Deliveroo, a platform for ordering food online, has stated it will eliminate nearly 350 positions, or 9% of its global staff.
Deliveroo’s founder and CEO Will Shu informed staff that roles across the company will be affected, however it is believed that UK employees will be the most negatively impacted by the layoffs. The UK is where the majority of the personnel are based.
In an effort to limit job losses to about 300 positions, some staff will be transferred to other departments inside the company as the redundancy process is about to start across the board.
Deliveroo’s proposed layoffs would be subject to a general consultation procedure in the UK, according to Mr. Shu, but in every market, “increased redundancy benefits that go above government regulations and support” will be offered. Market-specific details will differ, he continued.
As the COVID-era boom in takeaway orders on the platform slows down, the company chief stated that Deliveroo must “push further” to become profitable.
The business broke even in its most recent quarter, according to figures released last month, and predicted profitability for this year.
After order numbers plummeted from their peak during the epidemic, cost management efforts and higher customer fees boosted financial performance: orders fell 2%, but this was countered by higher restaurant pricing.
The job losses have been attributed to global economic conditions and competition in the delivery industry. In addition to operating in a fiercely competitive sector, Mr. Shu noted that most of his markets faced challenging consumer conditions.

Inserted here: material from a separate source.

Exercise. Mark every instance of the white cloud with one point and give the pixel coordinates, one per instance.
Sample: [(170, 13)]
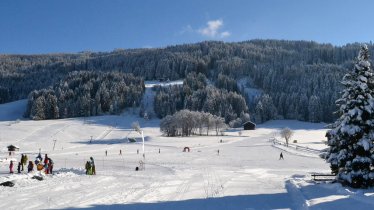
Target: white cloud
[(213, 29), (225, 34), (186, 29)]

The UK is suffering worries of a recession, record-high inflation, rising interest rates, and an energy crisis.
Deliveroo claimed that during the pandemic it hired quickly and is currently reducing its workforce, similar to many tech and start-up businesses. “We quickly increased our staff in recent years. This was in response to hitherto unheard-of growth rates fueled by favourable COVID-related conditions, “Mr Shu continued.
He claimed that the cuts were his fault and that he ought to have “had a more balanced approach to staff increase.”
In March 2021, Deliveroo went public by listing on the London Stock Exchange. This was dubbed the worst initial public offering in London ever as the share price fell by a quarter and destroyed £7.6 billion of the company’s stock worth.
But as Mr. Shu stated on Thursday, “Quite plainly, our fixed cost base is too big for our business,” the cost-cutting initiatives implemented during the fourth quarter of 2022, which included shutting down loss-making operations in Australia and the Netherlands, were insufficient.
Deliveroo uses gig economy workers, who are not classified as employees and are therefore exempt from the headcount reduction, to deliver takeaways.